ECLI:NL:RVS:2024:3163
Raad van State
- Hoger beroep
- Rechtspraak.nl
Hoger beroep tegen de beslissing van de staatssecretaris van Justitie en Veiligheid over de bewaring van een vreemdeling
Op 6 mei 2024 heeft de staatssecretaris van Justitie en Veiligheid een vreemdeling in bewaring gesteld. De rechtbank heeft op 24 mei 2024 het beroep van de vreemdeling tegen deze beslissing ongegrond verklaard en het verzoek om schadevergoeding afgewezen. De vreemdeling, vertegenwoordigd door mr. F. Boone, heeft hoger beroep ingesteld tegen deze uitspraak. De Afdeling bestuursrechtspraak van de Raad van State heeft op 5 augustus 2024 uitspraak gedaan in deze zaak.

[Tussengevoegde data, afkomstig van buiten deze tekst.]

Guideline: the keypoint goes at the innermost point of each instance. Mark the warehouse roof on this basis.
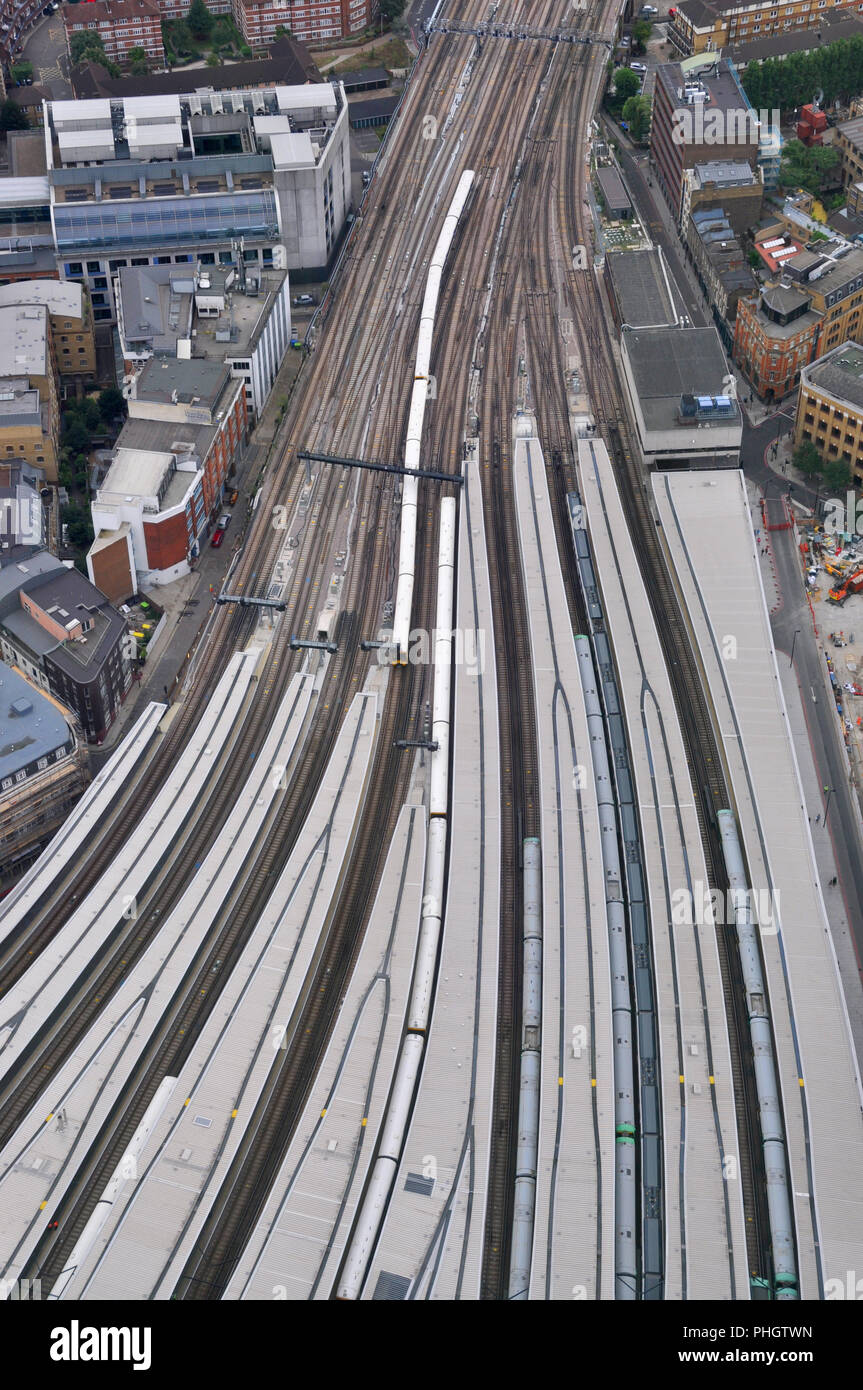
(641, 288)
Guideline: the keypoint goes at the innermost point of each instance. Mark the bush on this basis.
(111, 403)
(199, 20)
(626, 84)
(13, 118)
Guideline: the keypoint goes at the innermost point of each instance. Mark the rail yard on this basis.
(362, 970)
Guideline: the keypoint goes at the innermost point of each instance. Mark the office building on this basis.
(170, 180)
(43, 770)
(241, 317)
(174, 459)
(67, 638)
(830, 406)
(699, 117)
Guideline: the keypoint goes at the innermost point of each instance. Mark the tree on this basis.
(77, 437)
(199, 20)
(111, 403)
(637, 114)
(641, 32)
(13, 118)
(837, 473)
(89, 414)
(806, 167)
(808, 459)
(79, 524)
(626, 84)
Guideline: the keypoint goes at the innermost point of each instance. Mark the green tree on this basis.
(89, 414)
(637, 114)
(808, 167)
(641, 32)
(13, 118)
(79, 524)
(77, 437)
(837, 473)
(808, 459)
(111, 403)
(626, 84)
(199, 20)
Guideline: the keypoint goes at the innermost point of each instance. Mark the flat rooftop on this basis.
(669, 363)
(63, 298)
(161, 435)
(724, 173)
(182, 381)
(24, 341)
(31, 726)
(840, 374)
(641, 288)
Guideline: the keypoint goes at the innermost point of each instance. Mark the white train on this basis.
(418, 1008)
(407, 542)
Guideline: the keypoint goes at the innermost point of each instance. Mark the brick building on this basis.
(120, 24)
(830, 407)
(43, 770)
(813, 309)
(29, 407)
(67, 638)
(310, 21)
(699, 120)
(709, 25)
(175, 456)
(70, 319)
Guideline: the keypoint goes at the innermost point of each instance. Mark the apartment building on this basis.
(120, 24)
(70, 319)
(286, 63)
(720, 263)
(67, 638)
(43, 770)
(699, 118)
(310, 21)
(833, 24)
(709, 25)
(830, 406)
(815, 307)
(175, 180)
(175, 455)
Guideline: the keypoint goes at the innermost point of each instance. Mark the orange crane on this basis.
(852, 585)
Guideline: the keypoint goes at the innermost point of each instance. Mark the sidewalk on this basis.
(834, 901)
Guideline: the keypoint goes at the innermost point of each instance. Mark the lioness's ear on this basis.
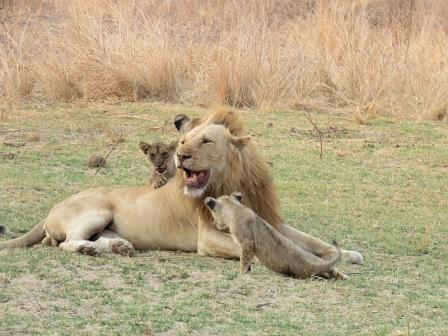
(240, 142)
(237, 196)
(180, 120)
(145, 147)
(210, 202)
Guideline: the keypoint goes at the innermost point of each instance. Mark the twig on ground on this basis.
(319, 132)
(120, 137)
(11, 144)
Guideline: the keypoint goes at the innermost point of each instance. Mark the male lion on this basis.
(161, 155)
(256, 238)
(212, 162)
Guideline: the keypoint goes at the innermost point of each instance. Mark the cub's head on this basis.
(159, 153)
(226, 209)
(204, 154)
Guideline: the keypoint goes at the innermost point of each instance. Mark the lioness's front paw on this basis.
(123, 248)
(88, 249)
(353, 257)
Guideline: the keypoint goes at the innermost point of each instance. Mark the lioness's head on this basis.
(203, 155)
(159, 153)
(226, 209)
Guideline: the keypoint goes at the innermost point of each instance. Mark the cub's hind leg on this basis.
(109, 241)
(79, 229)
(247, 255)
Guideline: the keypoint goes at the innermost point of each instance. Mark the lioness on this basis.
(211, 161)
(161, 155)
(257, 238)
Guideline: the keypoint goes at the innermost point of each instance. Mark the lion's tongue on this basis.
(197, 179)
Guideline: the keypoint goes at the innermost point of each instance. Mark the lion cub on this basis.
(161, 156)
(258, 238)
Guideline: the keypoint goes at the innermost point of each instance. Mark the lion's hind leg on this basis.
(108, 241)
(80, 229)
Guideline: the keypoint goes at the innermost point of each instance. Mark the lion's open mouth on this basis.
(196, 179)
(161, 170)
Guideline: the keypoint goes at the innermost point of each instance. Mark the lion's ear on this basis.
(145, 147)
(173, 146)
(180, 120)
(240, 142)
(237, 196)
(210, 202)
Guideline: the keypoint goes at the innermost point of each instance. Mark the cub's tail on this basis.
(34, 236)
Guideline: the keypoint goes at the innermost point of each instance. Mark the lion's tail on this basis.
(34, 236)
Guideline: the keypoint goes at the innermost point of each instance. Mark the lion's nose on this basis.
(182, 157)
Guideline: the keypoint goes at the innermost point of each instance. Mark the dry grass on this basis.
(360, 57)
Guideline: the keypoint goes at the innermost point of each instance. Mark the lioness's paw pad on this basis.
(88, 250)
(122, 248)
(354, 257)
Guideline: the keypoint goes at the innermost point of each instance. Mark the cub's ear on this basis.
(145, 147)
(240, 142)
(180, 120)
(237, 196)
(210, 202)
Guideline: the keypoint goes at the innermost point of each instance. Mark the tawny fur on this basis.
(258, 238)
(161, 155)
(167, 218)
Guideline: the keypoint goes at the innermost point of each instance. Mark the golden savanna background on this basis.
(360, 57)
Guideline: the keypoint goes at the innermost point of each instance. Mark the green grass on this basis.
(381, 189)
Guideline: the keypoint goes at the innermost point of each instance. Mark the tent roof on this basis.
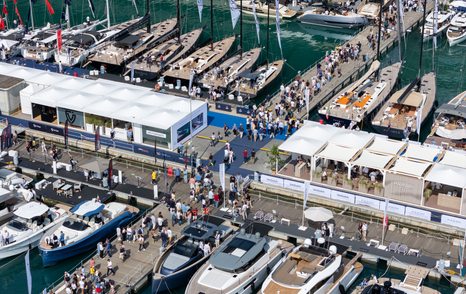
(447, 175)
(338, 153)
(373, 160)
(410, 167)
(302, 145)
(420, 152)
(386, 146)
(454, 158)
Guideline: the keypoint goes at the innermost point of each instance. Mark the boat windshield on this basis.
(17, 225)
(75, 225)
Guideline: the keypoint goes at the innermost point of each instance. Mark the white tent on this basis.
(372, 160)
(386, 146)
(302, 145)
(352, 139)
(338, 153)
(420, 152)
(454, 158)
(447, 175)
(410, 167)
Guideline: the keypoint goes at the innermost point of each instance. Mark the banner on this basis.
(256, 21)
(28, 272)
(235, 13)
(200, 5)
(277, 20)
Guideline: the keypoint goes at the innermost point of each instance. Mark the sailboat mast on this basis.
(241, 29)
(268, 29)
(424, 4)
(211, 25)
(32, 14)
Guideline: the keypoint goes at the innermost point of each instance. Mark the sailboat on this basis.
(127, 46)
(407, 109)
(228, 71)
(202, 59)
(252, 83)
(150, 64)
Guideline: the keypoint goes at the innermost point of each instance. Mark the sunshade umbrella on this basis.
(318, 214)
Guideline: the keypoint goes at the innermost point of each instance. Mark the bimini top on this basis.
(87, 208)
(238, 252)
(31, 210)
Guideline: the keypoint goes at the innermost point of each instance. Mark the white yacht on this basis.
(30, 222)
(310, 269)
(456, 33)
(239, 265)
(444, 18)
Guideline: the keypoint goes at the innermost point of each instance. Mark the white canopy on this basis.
(373, 160)
(454, 158)
(31, 210)
(420, 152)
(338, 153)
(352, 139)
(447, 175)
(410, 167)
(302, 145)
(386, 146)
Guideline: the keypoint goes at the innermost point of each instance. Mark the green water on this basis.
(303, 45)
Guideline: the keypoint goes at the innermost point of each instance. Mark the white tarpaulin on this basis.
(447, 175)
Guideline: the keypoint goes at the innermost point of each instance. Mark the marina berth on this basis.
(89, 221)
(31, 221)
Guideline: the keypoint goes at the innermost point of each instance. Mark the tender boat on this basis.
(262, 6)
(89, 222)
(179, 262)
(310, 269)
(450, 119)
(400, 115)
(359, 101)
(456, 33)
(239, 265)
(336, 18)
(444, 18)
(30, 222)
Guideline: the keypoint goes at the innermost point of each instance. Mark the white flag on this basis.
(200, 5)
(28, 272)
(234, 10)
(277, 20)
(435, 28)
(257, 22)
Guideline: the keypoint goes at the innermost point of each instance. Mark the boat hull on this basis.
(53, 256)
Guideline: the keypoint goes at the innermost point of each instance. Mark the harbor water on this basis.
(303, 46)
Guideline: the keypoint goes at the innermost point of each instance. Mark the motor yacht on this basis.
(89, 221)
(30, 222)
(239, 265)
(311, 269)
(360, 100)
(179, 262)
(456, 33)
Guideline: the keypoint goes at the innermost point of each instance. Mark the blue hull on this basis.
(176, 280)
(53, 256)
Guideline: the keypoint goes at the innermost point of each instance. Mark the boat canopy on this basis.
(31, 210)
(87, 208)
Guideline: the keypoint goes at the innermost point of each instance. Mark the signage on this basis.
(419, 213)
(293, 185)
(272, 180)
(364, 201)
(342, 196)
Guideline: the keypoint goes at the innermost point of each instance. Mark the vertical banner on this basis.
(200, 5)
(256, 21)
(277, 20)
(28, 272)
(234, 10)
(97, 139)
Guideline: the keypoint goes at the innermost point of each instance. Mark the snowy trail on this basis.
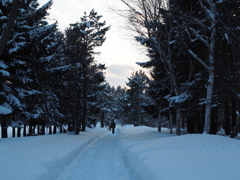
(102, 159)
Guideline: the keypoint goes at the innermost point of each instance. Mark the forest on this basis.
(51, 79)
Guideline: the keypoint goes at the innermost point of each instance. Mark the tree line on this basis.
(193, 50)
(48, 78)
(51, 79)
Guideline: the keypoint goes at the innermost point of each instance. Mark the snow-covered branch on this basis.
(198, 59)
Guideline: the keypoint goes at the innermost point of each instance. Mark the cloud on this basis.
(117, 74)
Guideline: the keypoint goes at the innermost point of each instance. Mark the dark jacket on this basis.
(113, 125)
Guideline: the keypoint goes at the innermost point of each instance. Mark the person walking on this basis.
(113, 126)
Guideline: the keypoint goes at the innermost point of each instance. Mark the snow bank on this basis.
(187, 157)
(42, 157)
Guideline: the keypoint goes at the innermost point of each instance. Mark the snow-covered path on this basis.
(102, 159)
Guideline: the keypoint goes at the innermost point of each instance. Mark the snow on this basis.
(4, 110)
(130, 153)
(4, 73)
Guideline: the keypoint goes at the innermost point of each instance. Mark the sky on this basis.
(119, 52)
(129, 154)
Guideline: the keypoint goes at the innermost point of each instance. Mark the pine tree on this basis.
(82, 38)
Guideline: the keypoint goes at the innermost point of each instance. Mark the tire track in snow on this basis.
(100, 160)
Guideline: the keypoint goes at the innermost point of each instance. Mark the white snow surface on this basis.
(132, 153)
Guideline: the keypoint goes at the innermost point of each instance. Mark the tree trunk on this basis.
(24, 130)
(13, 132)
(4, 128)
(213, 124)
(178, 122)
(50, 129)
(234, 118)
(209, 103)
(102, 120)
(171, 121)
(54, 129)
(227, 126)
(43, 128)
(10, 23)
(236, 130)
(159, 121)
(19, 132)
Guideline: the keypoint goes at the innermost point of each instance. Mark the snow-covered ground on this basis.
(132, 153)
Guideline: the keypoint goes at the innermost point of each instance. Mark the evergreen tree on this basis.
(82, 38)
(137, 97)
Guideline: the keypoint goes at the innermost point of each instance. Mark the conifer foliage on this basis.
(48, 79)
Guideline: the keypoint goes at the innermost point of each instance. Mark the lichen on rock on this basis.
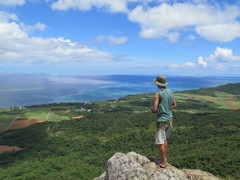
(133, 166)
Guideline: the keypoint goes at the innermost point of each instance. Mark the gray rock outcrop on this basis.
(133, 166)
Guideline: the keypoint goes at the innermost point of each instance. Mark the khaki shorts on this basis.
(164, 130)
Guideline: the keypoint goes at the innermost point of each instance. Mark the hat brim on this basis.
(160, 84)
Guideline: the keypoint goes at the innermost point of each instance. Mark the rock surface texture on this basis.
(133, 166)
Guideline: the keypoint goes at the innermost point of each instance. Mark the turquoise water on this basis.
(24, 90)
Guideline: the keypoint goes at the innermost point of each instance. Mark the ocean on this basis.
(25, 90)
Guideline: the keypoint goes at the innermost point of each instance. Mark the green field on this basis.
(206, 135)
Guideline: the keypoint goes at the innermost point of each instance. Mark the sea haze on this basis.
(25, 90)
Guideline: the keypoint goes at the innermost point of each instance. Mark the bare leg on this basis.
(163, 154)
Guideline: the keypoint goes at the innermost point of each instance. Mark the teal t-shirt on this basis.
(164, 112)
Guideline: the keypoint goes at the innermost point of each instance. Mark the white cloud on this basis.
(210, 21)
(112, 39)
(173, 36)
(220, 67)
(202, 62)
(169, 18)
(187, 65)
(214, 61)
(84, 5)
(37, 26)
(16, 45)
(12, 2)
(5, 17)
(221, 55)
(219, 32)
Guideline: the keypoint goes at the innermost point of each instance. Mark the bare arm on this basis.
(155, 103)
(174, 105)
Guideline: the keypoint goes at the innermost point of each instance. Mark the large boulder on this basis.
(133, 166)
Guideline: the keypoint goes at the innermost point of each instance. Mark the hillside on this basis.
(66, 147)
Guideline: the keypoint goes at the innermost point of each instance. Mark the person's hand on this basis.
(154, 111)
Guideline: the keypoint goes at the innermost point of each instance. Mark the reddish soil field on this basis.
(25, 123)
(4, 149)
(59, 111)
(213, 100)
(77, 117)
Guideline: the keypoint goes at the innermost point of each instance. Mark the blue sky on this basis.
(173, 37)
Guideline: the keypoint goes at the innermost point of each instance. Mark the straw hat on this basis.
(160, 81)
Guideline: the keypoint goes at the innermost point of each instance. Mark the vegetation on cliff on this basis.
(206, 135)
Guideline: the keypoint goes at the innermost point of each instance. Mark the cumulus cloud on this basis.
(16, 44)
(209, 21)
(84, 5)
(29, 28)
(219, 32)
(169, 18)
(187, 65)
(220, 55)
(112, 39)
(214, 61)
(12, 2)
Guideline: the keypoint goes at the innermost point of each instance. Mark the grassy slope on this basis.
(79, 149)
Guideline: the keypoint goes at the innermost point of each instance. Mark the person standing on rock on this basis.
(164, 101)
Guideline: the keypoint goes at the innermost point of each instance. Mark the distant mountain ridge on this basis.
(232, 88)
(206, 135)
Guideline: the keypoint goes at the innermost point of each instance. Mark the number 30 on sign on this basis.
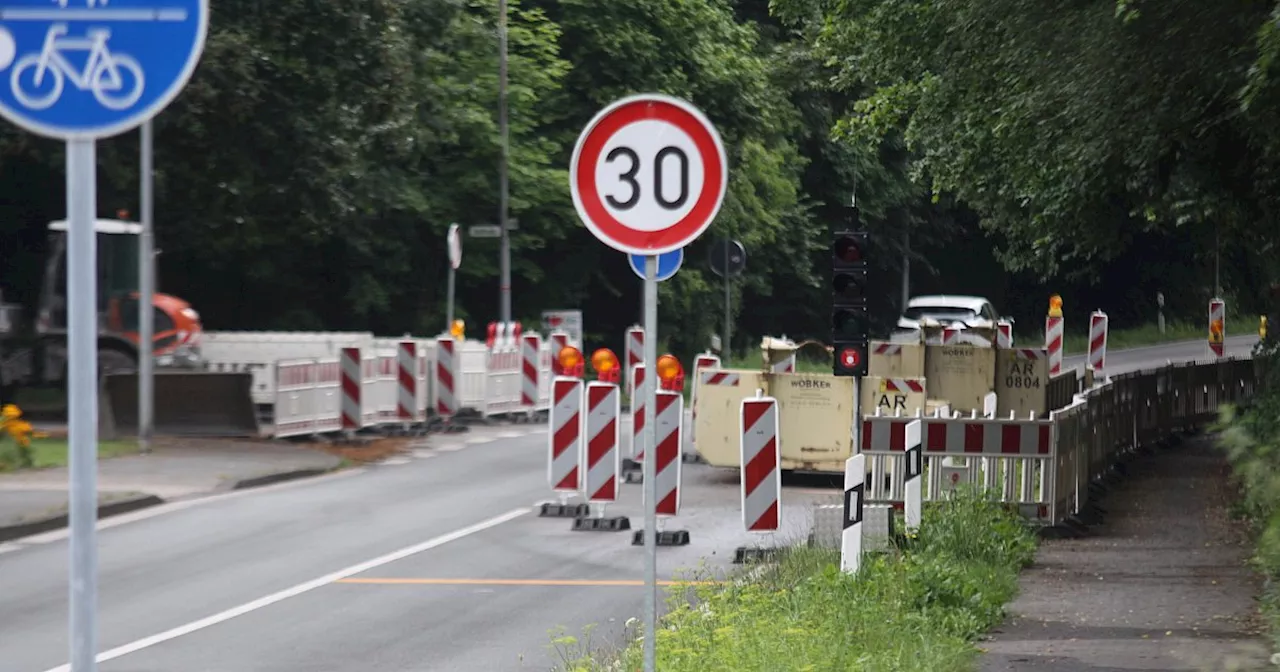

De Afdeling oordeelt dat het hoger beroep niet leidt tot vernietiging van de uitspraak van de rechtbank. De reden hiervoor is dat het hogerberoepschrift geen vragen bevat die in het belang van de rechtseenheid, de rechtsontwikkeling of de rechtsbescherming in algemene zin beantwoord moeten worden. Het hoger beroep betreft een rechtsvraag die eerder door de Afdeling is beantwoord, waardoor er geen aanleiding is om in dit geval anders te oordelen.
De Afdeling ziet ook ambtshalve geen reden om de bewaring onrechtmatig te achten. Het hoger beroep is ongegrond verklaard en de uitspraak van de rechtbank wordt bevestigd. De minister van Asiel en Migratie hoeft geen proceskosten te vergoeden. De uitspraak is openbaar gedaan op 5 augustus 2024.